Data selection methods, such as active learning and core-set selection, are useful tools for improving the data efficiency of deep learning models on large-scale datasets. However, recent deep learning models have moved forward from independent and identically distributed data to graph-structured data, such as social networks, e-commerce user-item graphs, and knowledge graphs. This evolution has led to the emergence of Graph Neural Networks (GNNs) that go beyond the models existing data selection methods are designed for. Therefore, we present Grain, an efficient framework that opens up a new perspective through connecting data selection in GNNs with social influence maximization.
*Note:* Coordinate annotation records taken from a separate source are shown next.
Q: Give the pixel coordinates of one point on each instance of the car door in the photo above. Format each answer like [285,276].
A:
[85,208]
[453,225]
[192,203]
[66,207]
By exploiting the common patterns of GNNs, Grain introduces a novel feature propagation concept, a diversified influence maximization objective with novel influence and diversity functions, and a greedy algorithm with an approximation guarantee into a unified framework. Empirical studies on public datasets demonstrate that Grain significantly improves both the performance and efficiency of data selection (including active learning and core-set selection) for GNNs. To the best of our knowledge, this is the first attempt to bridge two largely parallel threads of research, data selection, and social influence maximization, in the setting of GNNs, paving new ways for improving data efficiency.